A ausência de investigadores da PF gerou questionamentos, aos quais o gabinete de Mendonça rebateu recorrendo a diretrizes do Conselho Nacional de Justiça. Segundo o ministro, as normas garantem a proteção física e psicológica de depoentes, permitindo o afastamento da equipe policial responsável pelo caso em situações específicas. O magistrado reforçou que, diante da denúncia de graves ameaças, a decisão de não convocar os policiais foi uma medida de segurança, e não uma escolha arbitrária ou conveniente ao processo.
Mendonça é o relator do inquérito que apura fraudes financeiras atribuídas ao Banco Master. O episódio ganha contornos mais complexos ao envolver o ministro Alexandre de Moraes. Na terça-feira (1º), o relator tornou público o material da PF que indicava diálogos entre Vorcaro e pessoas ligadas a Moraes. Em uma das mensagens, datada de 17 de novembro de 2025, o ex-banqueiro sugere a um contato — atribuído ao ministro — que estaria tentando se antecipar às diligências dos investigadores.
Apesar da proximidade temporal entre a divulgação dessas conversas e a audiência, o gabinete de Mendonça nega qualquer conexão entre os temas. A nota oficial sublinha que o conteúdo do depoimento permanece sob sigilo legal, mas nega categoricamente que o dono do Banco Master tenha abordado questões referentes a Alexandre de Moraes durante a conversa com o relator.

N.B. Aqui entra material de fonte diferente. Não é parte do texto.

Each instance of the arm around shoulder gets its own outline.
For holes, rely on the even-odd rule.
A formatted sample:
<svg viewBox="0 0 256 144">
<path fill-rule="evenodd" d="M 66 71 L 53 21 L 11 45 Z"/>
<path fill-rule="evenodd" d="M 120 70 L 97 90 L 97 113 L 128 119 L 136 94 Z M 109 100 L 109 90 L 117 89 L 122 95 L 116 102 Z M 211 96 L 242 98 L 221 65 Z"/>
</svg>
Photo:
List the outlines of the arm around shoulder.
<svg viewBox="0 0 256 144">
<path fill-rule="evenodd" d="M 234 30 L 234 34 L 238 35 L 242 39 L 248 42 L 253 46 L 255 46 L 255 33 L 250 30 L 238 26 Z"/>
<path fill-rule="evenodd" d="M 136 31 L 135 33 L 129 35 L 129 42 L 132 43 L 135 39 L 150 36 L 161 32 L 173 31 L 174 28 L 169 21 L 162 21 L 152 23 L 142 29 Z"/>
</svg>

O caso provocou ruído nos corredores do Judiciário. Ainda na noite anterior ao anúncio, o procurador-geral da República, Paulo Gonet, posicionou-se contra os desdobramentos conduzidos por Mendonça. Para Gonet, houve excesso na atuação do ministro ao determinar o aprofundamento das investigações sobre as interações envolvendo Moraes, o que, no entendimento da PGR, deveria ter passado pelo crivo do plenário do STF, e não ser decidido monocraticamente. O procurador defende, inclusive, a nulidade de parte da investigação conduzida pela Polícia Federal sob a supervisão de Mendonça.
Vorcaro é figura central na Operação Compliance Zero, que mira a estrutura do Banco Master. O cenário atual coloca o STF em uma posição delicada, equilibrando a condução de um processo complexo com as crescentes tensões internas sobre a competência e a transparência nas apurações que envolvem os próprios ministros da Corte.